Finished Kam Raslan's Confessions of an Old Boy: The Dato' Hamid Adventures that has been lying around the house.
I will say upfront that I don't read Off the Edge (which I would if I don't have to pay for it), hence I have never read the columns the book is based on. To be fair, even if I had read the magazine and the column, there's a chance I wouldn't have bought the book for myself anyway and would have read someone else's copy of it. So it wasn't a bad thing that my Dad bought it, although I'm not sure if he knows that Dato' Hamid is not real..
The book and the column also reminded me of Mitch Albom's Tuesdays with Morrie (which I've not read and don't really care to), for some reason - where some younger dude writes down the stories told by an older gentleman, except... Dato' Hamid is not real. He is a figment of the author's imagination.
The Dato' Hamid character was so fleshed out no wonder people thought he was real. I already knew that going in, but that didn't stop me from being confused once or twice. But honestly, I think Dato' Hamid only appeals to baby boomers and Gen X-ers... I think lah. I can't think of anyone of my generation reading this, but that's probably just me.

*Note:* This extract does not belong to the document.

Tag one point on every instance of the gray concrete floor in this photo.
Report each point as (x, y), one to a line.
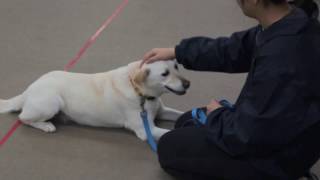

Barely read through the story, Ariff and Capitalism, because it sounded like a different vein of the Malay teledrama that's been done ad nauseum. But the book-only story, Murder in Parit Chindai, was a bit of a page turner... and reminded me of those old school murder mysteries where one or more people die in a house cut off from civilization with a cast of characters who have reason for wanting that person dead... you get the gist.
If nothing else, it was great light reading.